Herd of wild elephants

Zimbabwe’s Elephant Summit fails to rally continent-wide support for a renewed legal ivory trade

Zimbabwe’s ‘Elephant Summit’ last week failed in its attempt to secure a unified voice to demand a legal international trade in ivory be reopened.

Along with countries including Botswana, Namibia, South Africa, Tanzania and Zambia, the main aim of the event was to lay the groundwork which would allow them to sell off stockpiled ivory.

Today (1 June), EIA and 45 other organisations issued a joint statement calling on pro-trade countries on the continent to abandon the attempt and instead align themselves with both the majority position in Africa and globally, which stands firmly against ivory trade and live elephant sales.

The Summit did issue a preliminary statement, purportedly the Hwange Declaration on the Conservation of the African Elephant (Loxodonta africana), which outlined multiple action points relating to elephant management and research, the use of wildlife resources, human-elephant conflict and the Convention on International Trade in Endangered Species of Wild Fauna and Flora (CITES).

However, on reading the statement the intentions of its signatories become clear – those African countries responsible for managing elephant populations believe they alone should allowed to decide how elephants and their parts are utilised, managed and disposed of.

Our joint statement reads: “While we recognise that self-determination and sovereignty are common threads throughout the document, we are concerned that the statement downplays the fact that elephants are a migratory species across Africa and that illegal trade in their ivory is a cross-boundary, regional and global issue, the solutions to which require international collaboration.

“Similarly, the statement does not adequately address the trade in live elephants to inappropriate destinations. Worryingly, the statement also calls for CITES and non-affected countries to not interfere in the rights of countries to utilise and seek to derive benefits from their natural resources, sidelining other stakeholders from the joint responsibility for biodiversity conservation.”

Out of the 14 African countries invited, it is understood that only five of the six attendees appear to have endorsed the statement, namely the Republics of Botswana, Namibia, Zambia, Tanzania and Zimbabwe, with South Africa’s position still unclear.

The price of ivory trade (c) Elephants Without Borders

Also in attendance were representatives from Japan and China.
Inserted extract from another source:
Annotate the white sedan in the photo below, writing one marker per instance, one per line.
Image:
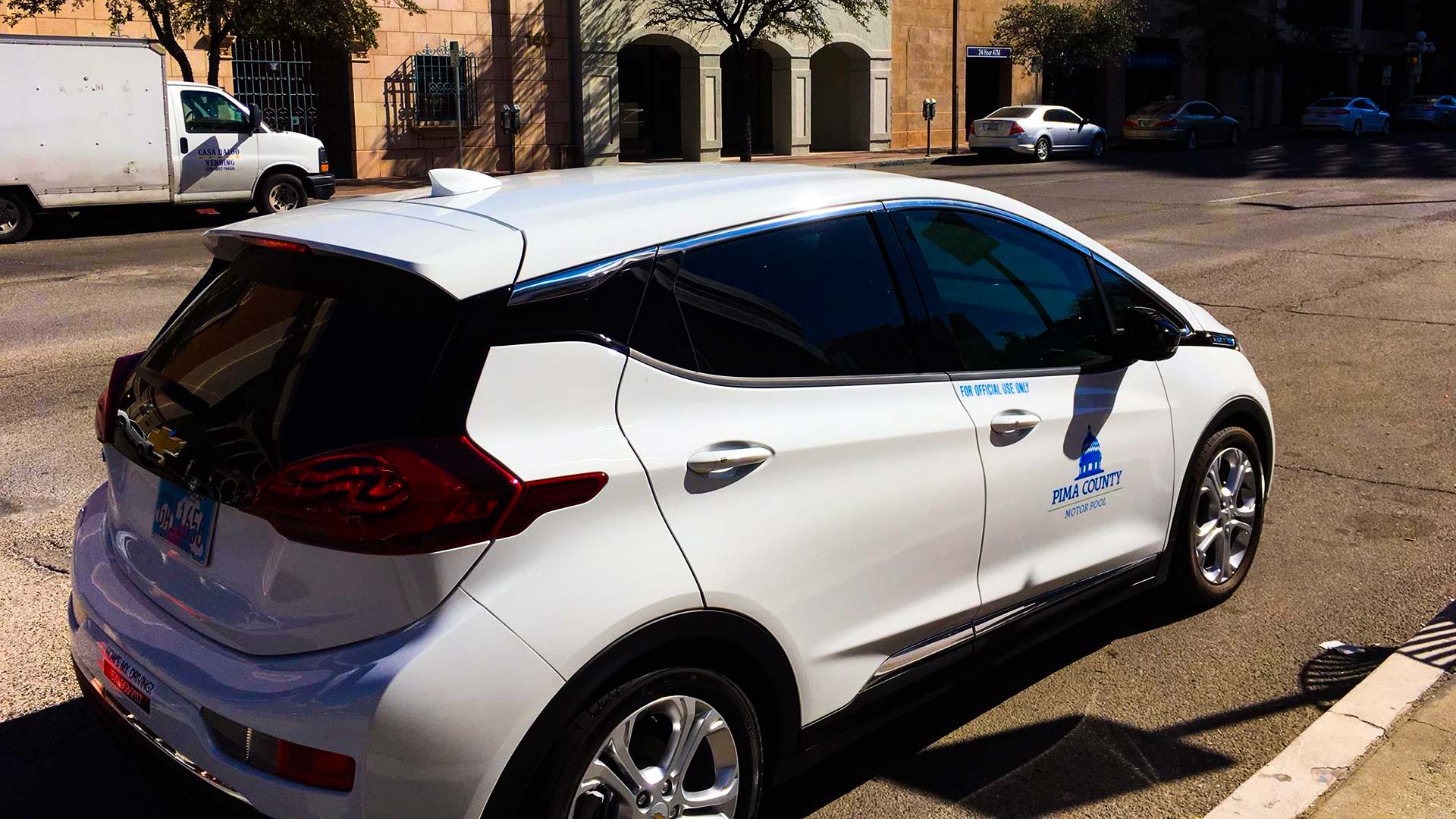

Following the closure of China’s domestic ivory market in 2017, Japan remains the world’s largest legal ivory market and we renew our calls for the country to close its domestic market as a matter of urgency.

It is important to acknowledge that the Summit addressed other crucial matters relating to elephant management beyond ivory trade, including some where there is common agreement.

Our joint statement concluded: “It should not be forgotten that the vast majority of the 37 African elephant range states that oppose reopening ivory trade were not invited to participate or are reported to have stayed away from the meeting, including Kenya, Senegal and Rwanda.

“Indeed, while the Summit’s stated goal was to develop a unified ‘African’ voice for elephants, such a unified position already exists in that the majority of African elephant range states do not support the re-opening of ivory trade, including from stockpiles.

“Therefore, we encourage those countries who endorsed the statement to align themselves with both the majority African and global position that stands firmly against ivory trade and live elephant sales.”